Open pjcozzi opened 9 years ago

pjcozzi commented 9 years ago

See When using replacement refinement, can multiple children be combined into one request?.

We may design 3D Tiles to support downloading all children in a single request by allowing tiles.json to point to a subset of a file for a tile's content similiar to glTF buffer and bufferView.

pjcozzi commented 8 years ago

Is anyone interested in this for the draft 1.0 spec? If so, can you please describe your use case?

pjcozzi commented 8 years ago

Requested by @e-andersson.

pjcozzi commented 8 years ago

Example:

"tiles": {
    "level1-id" : "0/0/0.b3dm"
},
// ...
"content": {
  "tile": "level1-id",
  "byteOffset": 0,
  "byteLength": 1024
}
pjcozzi commented 7 years ago

This will be a great feature, but am pushing 1.0 to narrow scope.

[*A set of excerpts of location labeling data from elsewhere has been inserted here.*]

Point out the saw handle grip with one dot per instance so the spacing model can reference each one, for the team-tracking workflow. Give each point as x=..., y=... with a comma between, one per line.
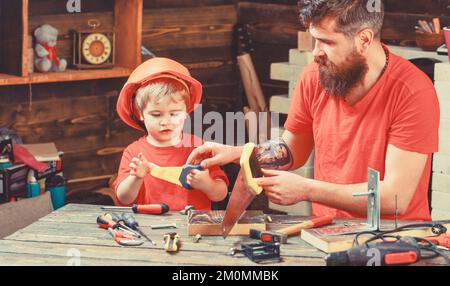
x=185, y=171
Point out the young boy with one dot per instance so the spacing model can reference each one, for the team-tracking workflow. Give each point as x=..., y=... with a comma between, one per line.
x=157, y=98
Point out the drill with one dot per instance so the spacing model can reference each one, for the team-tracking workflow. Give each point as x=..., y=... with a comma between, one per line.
x=404, y=251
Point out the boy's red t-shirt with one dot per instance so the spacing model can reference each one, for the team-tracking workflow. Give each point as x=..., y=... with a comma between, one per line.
x=401, y=109
x=155, y=190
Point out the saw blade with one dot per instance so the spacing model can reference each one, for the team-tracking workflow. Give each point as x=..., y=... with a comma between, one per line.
x=240, y=199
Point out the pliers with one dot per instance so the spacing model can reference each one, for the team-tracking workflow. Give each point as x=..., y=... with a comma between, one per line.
x=124, y=239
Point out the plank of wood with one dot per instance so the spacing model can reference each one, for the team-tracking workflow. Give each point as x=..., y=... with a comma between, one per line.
x=302, y=58
x=128, y=28
x=165, y=29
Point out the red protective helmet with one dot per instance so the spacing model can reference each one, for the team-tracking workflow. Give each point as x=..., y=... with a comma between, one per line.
x=148, y=71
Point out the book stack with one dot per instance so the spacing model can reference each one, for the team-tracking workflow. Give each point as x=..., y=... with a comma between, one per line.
x=289, y=72
x=440, y=197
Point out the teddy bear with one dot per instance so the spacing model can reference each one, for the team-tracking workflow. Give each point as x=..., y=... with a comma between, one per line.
x=46, y=60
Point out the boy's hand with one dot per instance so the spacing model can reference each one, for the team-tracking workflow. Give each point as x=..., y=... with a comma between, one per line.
x=140, y=166
x=200, y=180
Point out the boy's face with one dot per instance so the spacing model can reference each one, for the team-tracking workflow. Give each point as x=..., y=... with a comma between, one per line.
x=164, y=121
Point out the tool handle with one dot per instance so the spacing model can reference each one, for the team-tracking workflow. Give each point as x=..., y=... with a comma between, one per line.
x=316, y=222
x=185, y=171
x=151, y=209
x=130, y=221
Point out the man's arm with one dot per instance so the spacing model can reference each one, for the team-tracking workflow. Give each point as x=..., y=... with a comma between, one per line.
x=286, y=153
x=402, y=175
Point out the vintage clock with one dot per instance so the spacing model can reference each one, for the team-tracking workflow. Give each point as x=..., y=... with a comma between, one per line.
x=93, y=48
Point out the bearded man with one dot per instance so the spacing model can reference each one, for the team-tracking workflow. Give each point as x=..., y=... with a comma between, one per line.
x=359, y=106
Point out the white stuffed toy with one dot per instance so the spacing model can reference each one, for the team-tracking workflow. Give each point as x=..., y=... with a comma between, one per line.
x=46, y=59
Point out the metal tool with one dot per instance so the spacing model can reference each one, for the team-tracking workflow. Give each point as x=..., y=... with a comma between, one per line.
x=124, y=239
x=164, y=226
x=186, y=210
x=121, y=222
x=245, y=188
x=155, y=209
x=106, y=222
x=281, y=235
x=131, y=222
x=171, y=242
x=175, y=175
x=260, y=252
x=373, y=201
x=197, y=238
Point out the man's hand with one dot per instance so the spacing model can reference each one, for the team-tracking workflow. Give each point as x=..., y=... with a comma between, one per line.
x=213, y=154
x=199, y=180
x=140, y=166
x=284, y=188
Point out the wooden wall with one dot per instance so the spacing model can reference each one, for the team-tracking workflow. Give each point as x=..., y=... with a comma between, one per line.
x=80, y=116
x=274, y=25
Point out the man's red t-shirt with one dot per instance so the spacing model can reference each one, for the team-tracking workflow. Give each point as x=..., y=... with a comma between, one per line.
x=155, y=190
x=401, y=109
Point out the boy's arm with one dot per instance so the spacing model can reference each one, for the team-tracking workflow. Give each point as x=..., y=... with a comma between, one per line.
x=128, y=189
x=134, y=170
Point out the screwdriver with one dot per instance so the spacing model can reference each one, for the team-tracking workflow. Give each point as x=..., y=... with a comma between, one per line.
x=131, y=222
x=155, y=209
x=121, y=222
x=106, y=222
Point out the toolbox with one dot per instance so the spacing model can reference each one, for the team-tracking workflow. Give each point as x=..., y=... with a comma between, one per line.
x=13, y=182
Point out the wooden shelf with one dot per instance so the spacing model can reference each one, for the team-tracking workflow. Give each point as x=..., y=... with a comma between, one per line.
x=124, y=17
x=68, y=75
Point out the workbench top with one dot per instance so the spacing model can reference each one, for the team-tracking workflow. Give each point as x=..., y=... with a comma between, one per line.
x=71, y=232
x=71, y=236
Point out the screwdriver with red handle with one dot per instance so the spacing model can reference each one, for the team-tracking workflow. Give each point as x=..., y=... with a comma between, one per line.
x=155, y=209
x=106, y=222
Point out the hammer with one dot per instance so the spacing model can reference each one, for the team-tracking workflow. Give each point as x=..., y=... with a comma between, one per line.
x=281, y=235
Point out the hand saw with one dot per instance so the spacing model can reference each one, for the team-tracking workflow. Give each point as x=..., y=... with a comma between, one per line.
x=175, y=175
x=245, y=188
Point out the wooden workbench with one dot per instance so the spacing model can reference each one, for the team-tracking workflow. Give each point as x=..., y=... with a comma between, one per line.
x=59, y=237
x=55, y=238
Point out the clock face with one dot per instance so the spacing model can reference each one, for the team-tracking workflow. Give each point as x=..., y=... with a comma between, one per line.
x=96, y=48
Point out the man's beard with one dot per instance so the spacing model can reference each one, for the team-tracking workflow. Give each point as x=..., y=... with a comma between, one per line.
x=338, y=81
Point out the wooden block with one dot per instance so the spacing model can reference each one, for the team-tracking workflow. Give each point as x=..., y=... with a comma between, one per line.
x=305, y=42
x=209, y=223
x=440, y=215
x=280, y=103
x=285, y=71
x=442, y=72
x=303, y=208
x=441, y=183
x=440, y=200
x=441, y=164
x=297, y=57
x=414, y=53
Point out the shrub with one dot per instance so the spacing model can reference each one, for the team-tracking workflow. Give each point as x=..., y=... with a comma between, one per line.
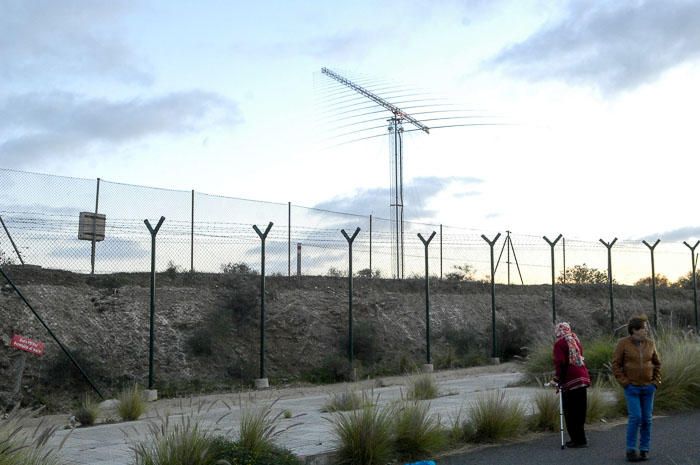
x=182, y=443
x=546, y=416
x=495, y=418
x=258, y=427
x=234, y=453
x=18, y=448
x=345, y=400
x=131, y=404
x=364, y=436
x=422, y=387
x=237, y=268
x=87, y=412
x=680, y=373
x=416, y=433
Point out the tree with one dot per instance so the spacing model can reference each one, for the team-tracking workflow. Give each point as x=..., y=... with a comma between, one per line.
x=661, y=281
x=583, y=274
x=462, y=273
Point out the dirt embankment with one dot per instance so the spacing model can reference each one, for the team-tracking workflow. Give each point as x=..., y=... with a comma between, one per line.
x=207, y=326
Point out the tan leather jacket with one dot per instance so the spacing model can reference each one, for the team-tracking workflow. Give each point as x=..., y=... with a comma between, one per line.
x=636, y=364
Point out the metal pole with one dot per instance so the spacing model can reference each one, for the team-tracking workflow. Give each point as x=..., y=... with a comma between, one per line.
x=53, y=336
x=11, y=241
x=192, y=236
x=370, y=246
x=94, y=228
x=493, y=294
x=554, y=299
x=508, y=246
x=350, y=241
x=426, y=243
x=289, y=238
x=610, y=288
x=151, y=332
x=441, y=252
x=263, y=236
x=563, y=256
x=653, y=281
x=695, y=282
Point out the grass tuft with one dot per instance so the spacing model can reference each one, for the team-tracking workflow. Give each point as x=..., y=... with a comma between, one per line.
x=364, y=436
x=417, y=434
x=87, y=412
x=496, y=418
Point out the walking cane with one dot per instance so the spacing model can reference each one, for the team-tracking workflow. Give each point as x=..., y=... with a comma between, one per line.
x=561, y=419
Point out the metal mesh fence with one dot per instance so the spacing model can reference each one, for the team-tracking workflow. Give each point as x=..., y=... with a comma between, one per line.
x=207, y=233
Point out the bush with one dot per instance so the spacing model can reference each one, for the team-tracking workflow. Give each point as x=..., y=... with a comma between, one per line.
x=495, y=418
x=236, y=454
x=546, y=416
x=183, y=443
x=416, y=433
x=422, y=387
x=87, y=412
x=364, y=436
x=18, y=448
x=680, y=373
x=131, y=404
x=258, y=427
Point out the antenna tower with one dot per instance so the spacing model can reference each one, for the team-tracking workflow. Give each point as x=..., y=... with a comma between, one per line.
x=396, y=131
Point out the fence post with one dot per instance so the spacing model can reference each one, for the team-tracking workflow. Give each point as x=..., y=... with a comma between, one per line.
x=441, y=252
x=563, y=257
x=610, y=290
x=693, y=272
x=370, y=247
x=554, y=299
x=151, y=333
x=653, y=281
x=12, y=241
x=262, y=382
x=428, y=364
x=192, y=236
x=491, y=243
x=289, y=239
x=350, y=240
x=94, y=228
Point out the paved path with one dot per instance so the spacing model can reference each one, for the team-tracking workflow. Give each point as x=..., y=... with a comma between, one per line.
x=109, y=444
x=675, y=441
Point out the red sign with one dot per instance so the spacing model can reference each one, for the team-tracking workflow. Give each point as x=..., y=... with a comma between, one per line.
x=27, y=345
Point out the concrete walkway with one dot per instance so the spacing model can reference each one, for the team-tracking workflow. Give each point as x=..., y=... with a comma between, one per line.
x=311, y=438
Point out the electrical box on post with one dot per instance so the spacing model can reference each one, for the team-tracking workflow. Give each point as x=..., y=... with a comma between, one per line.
x=90, y=222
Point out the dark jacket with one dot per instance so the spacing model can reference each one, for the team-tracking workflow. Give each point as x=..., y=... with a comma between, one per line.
x=636, y=364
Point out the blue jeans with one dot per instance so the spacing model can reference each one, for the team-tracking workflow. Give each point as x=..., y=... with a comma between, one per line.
x=640, y=403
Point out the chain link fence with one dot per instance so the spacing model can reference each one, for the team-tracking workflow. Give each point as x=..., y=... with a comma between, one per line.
x=209, y=233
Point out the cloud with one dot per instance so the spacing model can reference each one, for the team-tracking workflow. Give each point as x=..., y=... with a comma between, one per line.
x=34, y=126
x=421, y=190
x=612, y=45
x=679, y=234
x=47, y=37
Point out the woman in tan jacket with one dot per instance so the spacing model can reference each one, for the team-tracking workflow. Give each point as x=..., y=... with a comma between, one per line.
x=637, y=367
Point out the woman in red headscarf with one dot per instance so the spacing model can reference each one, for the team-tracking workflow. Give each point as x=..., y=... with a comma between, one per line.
x=572, y=380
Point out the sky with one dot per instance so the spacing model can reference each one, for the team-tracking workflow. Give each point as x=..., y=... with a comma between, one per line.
x=595, y=103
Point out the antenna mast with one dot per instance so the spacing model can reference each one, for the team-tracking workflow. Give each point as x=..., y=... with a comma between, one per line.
x=396, y=191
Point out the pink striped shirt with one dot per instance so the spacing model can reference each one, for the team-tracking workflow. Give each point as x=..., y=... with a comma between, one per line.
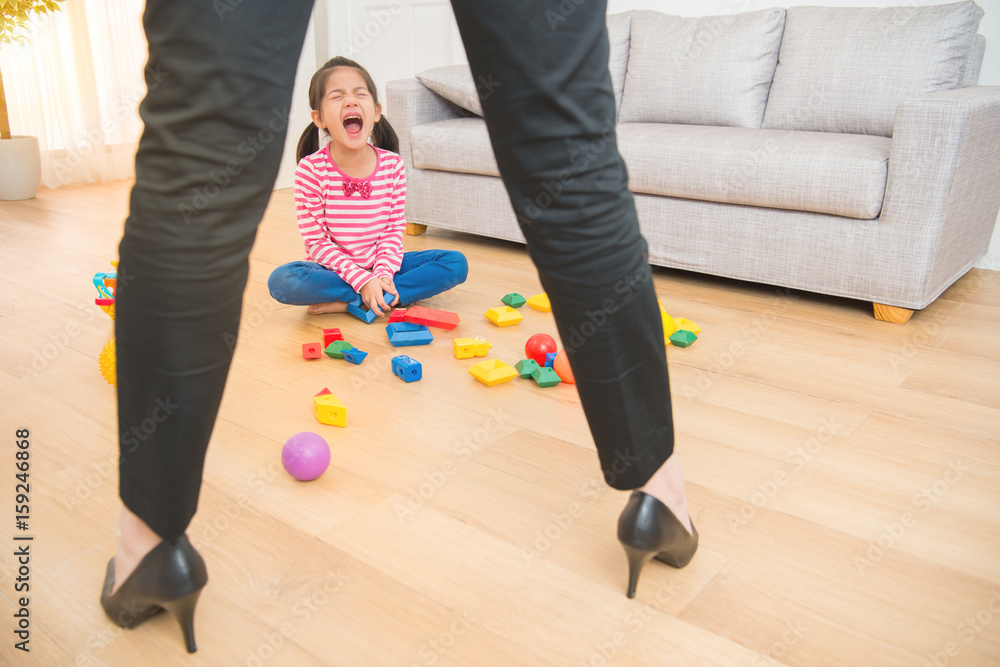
x=356, y=237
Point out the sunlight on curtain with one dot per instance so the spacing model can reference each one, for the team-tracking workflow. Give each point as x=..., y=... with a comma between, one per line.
x=77, y=87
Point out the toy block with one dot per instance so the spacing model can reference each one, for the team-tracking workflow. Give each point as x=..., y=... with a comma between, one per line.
x=406, y=368
x=540, y=302
x=503, y=316
x=354, y=356
x=335, y=350
x=682, y=338
x=546, y=377
x=481, y=346
x=330, y=335
x=669, y=325
x=687, y=325
x=514, y=300
x=442, y=319
x=466, y=348
x=402, y=334
x=526, y=367
x=329, y=410
x=493, y=372
x=359, y=311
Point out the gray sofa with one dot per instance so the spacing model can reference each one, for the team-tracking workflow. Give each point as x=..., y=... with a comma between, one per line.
x=844, y=151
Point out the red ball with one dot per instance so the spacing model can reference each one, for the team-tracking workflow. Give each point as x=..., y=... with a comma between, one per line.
x=538, y=346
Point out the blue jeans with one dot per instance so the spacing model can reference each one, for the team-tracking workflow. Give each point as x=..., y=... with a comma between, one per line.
x=422, y=274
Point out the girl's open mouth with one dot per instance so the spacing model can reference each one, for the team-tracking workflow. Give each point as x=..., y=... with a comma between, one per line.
x=353, y=124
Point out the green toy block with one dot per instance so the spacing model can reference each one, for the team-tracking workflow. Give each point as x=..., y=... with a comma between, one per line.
x=526, y=367
x=514, y=300
x=335, y=350
x=546, y=377
x=682, y=338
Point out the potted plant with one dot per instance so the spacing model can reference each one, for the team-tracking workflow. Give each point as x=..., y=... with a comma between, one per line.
x=20, y=161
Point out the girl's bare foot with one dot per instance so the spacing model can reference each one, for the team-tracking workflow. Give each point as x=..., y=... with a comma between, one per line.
x=323, y=308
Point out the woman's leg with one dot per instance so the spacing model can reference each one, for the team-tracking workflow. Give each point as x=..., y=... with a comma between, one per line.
x=425, y=273
x=216, y=113
x=551, y=118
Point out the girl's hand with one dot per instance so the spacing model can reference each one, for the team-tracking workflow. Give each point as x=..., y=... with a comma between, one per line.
x=371, y=295
x=388, y=286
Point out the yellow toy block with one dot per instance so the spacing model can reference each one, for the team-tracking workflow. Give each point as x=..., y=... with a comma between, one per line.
x=540, y=302
x=503, y=316
x=687, y=325
x=492, y=372
x=466, y=348
x=669, y=324
x=329, y=410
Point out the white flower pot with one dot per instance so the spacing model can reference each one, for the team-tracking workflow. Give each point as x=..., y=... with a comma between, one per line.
x=20, y=168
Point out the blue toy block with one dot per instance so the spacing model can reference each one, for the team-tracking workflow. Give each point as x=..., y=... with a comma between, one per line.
x=406, y=333
x=357, y=309
x=354, y=355
x=406, y=369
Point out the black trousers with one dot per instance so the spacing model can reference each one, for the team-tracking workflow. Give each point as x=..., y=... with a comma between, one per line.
x=220, y=78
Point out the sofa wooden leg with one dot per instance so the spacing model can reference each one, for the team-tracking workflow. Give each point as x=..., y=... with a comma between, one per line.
x=893, y=314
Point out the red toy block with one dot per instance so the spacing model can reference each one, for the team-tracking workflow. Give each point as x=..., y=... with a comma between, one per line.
x=330, y=335
x=442, y=319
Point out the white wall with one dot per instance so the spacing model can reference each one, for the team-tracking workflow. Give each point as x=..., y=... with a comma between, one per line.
x=397, y=38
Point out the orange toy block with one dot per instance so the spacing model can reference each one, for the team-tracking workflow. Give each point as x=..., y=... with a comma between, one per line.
x=503, y=316
x=441, y=319
x=493, y=372
x=466, y=348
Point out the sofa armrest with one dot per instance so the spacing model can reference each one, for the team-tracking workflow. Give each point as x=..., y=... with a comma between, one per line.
x=941, y=197
x=409, y=103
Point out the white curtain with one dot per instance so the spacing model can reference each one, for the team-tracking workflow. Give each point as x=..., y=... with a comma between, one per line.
x=76, y=86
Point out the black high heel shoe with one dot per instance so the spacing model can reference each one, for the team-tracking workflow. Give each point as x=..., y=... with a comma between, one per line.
x=169, y=577
x=647, y=529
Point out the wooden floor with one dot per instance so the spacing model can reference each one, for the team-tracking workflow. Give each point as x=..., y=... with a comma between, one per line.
x=844, y=474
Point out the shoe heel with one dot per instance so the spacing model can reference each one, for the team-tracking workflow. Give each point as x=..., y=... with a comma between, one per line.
x=637, y=558
x=183, y=610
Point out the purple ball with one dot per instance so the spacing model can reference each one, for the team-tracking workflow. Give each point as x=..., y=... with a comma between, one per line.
x=305, y=456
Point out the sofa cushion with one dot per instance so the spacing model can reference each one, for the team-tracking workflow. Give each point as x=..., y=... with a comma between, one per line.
x=456, y=144
x=846, y=69
x=714, y=70
x=619, y=33
x=455, y=82
x=839, y=174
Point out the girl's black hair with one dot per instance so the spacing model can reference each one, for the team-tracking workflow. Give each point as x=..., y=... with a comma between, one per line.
x=383, y=135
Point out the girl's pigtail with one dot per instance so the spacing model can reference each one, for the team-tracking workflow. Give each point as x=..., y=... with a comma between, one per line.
x=384, y=136
x=308, y=142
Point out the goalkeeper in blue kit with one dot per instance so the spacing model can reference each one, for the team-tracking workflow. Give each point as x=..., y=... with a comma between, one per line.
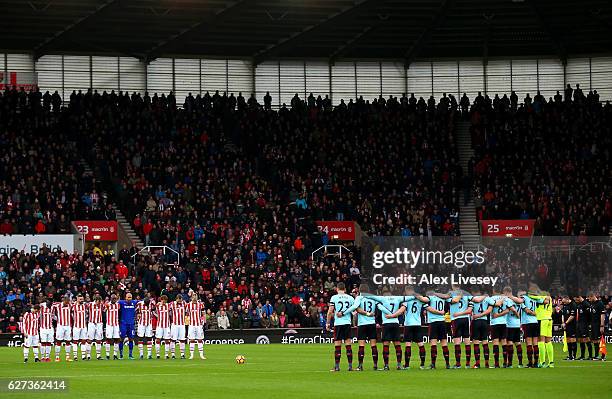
x=338, y=304
x=127, y=316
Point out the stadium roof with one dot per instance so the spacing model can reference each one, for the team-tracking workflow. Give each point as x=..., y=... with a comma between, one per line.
x=330, y=29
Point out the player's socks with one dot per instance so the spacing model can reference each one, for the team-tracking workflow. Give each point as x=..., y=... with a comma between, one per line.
x=458, y=355
x=375, y=355
x=422, y=355
x=349, y=355
x=386, y=355
x=590, y=348
x=529, y=355
x=398, y=354
x=542, y=350
x=446, y=355
x=360, y=355
x=510, y=354
x=407, y=355
x=496, y=354
x=337, y=355
x=550, y=352
x=434, y=354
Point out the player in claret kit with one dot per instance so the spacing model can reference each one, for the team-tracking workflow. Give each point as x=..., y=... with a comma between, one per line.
x=460, y=313
x=126, y=324
x=482, y=306
x=30, y=330
x=529, y=323
x=366, y=325
x=437, y=327
x=145, y=327
x=412, y=308
x=177, y=328
x=95, y=328
x=338, y=304
x=46, y=330
x=501, y=308
x=112, y=327
x=79, y=328
x=195, y=330
x=63, y=314
x=162, y=329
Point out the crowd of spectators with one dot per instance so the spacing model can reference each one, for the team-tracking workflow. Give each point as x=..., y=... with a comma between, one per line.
x=235, y=187
x=547, y=160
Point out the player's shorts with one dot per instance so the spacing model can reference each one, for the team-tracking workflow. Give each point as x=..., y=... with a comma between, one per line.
x=79, y=334
x=342, y=332
x=461, y=327
x=367, y=331
x=595, y=332
x=546, y=328
x=46, y=335
x=30, y=341
x=570, y=330
x=94, y=332
x=162, y=333
x=582, y=330
x=480, y=330
x=195, y=332
x=531, y=330
x=177, y=333
x=513, y=334
x=498, y=331
x=437, y=330
x=112, y=332
x=145, y=331
x=391, y=332
x=63, y=333
x=413, y=334
x=126, y=330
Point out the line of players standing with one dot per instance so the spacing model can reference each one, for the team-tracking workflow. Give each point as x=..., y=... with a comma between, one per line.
x=78, y=324
x=474, y=318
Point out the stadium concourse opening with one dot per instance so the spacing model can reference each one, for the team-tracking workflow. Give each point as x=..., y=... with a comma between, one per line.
x=249, y=190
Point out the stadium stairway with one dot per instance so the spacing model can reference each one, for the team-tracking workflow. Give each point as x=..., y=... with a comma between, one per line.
x=129, y=236
x=468, y=223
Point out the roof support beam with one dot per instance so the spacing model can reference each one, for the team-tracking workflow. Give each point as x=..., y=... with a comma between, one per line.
x=554, y=37
x=42, y=47
x=208, y=23
x=275, y=49
x=425, y=35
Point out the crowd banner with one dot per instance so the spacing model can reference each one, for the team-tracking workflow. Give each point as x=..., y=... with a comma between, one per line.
x=33, y=243
x=337, y=230
x=97, y=230
x=264, y=336
x=507, y=228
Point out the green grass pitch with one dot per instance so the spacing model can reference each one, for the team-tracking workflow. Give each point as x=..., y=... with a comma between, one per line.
x=302, y=371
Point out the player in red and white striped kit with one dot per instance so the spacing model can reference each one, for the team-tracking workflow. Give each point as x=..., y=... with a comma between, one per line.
x=95, y=333
x=47, y=334
x=30, y=330
x=79, y=328
x=177, y=328
x=162, y=330
x=195, y=331
x=63, y=314
x=112, y=327
x=145, y=326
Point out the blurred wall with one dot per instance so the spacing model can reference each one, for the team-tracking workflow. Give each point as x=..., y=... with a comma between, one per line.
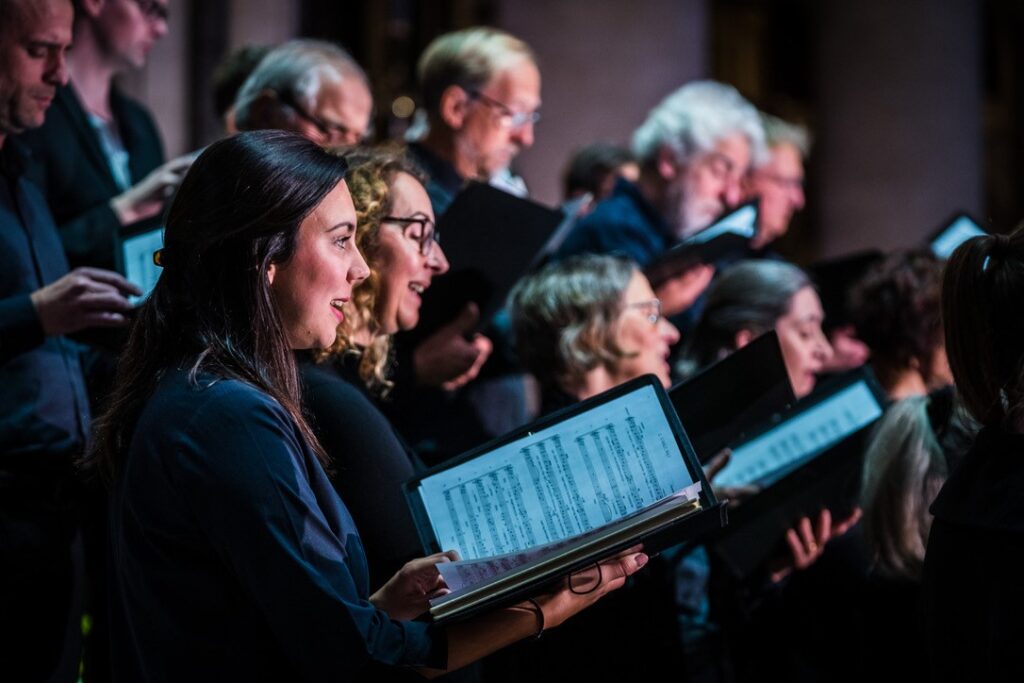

mramato commented 7 years ago

I know the link in the description alludes to this already, but given that HTTP/2 support is now standard in all browsers, is this still needed? Does it provide any benefit other than reducing the number of tile requests?

GatorScott commented 7 years ago

Not sure when HTTP/2 support became available in each browser, but keep in mind that not all users are able to use the latest browser.

pjcozzi commented 7 years ago

@austinEng is evaluating HTTP/2 vs. combing vs. both. Results TBA soon.

mramato commented 7 years ago

Awesome, looking forward to the results and methodology (since HTTP/2 server configuration probably comes into play as well)

pjcozzi commented 6 years ago

Would love to do this, but pushing post 1.0 for scope.

ptrgags commented 3 years ago

This issue came up in discussion today. Some notes:

CC @lilleyse @sanjeetsuhag

kring commented 3 years ago

gRPC (or other similar library) might be useful to make a server/client architecture that can bundle tiles together in a single request

But HTTP/2 can already do this, right?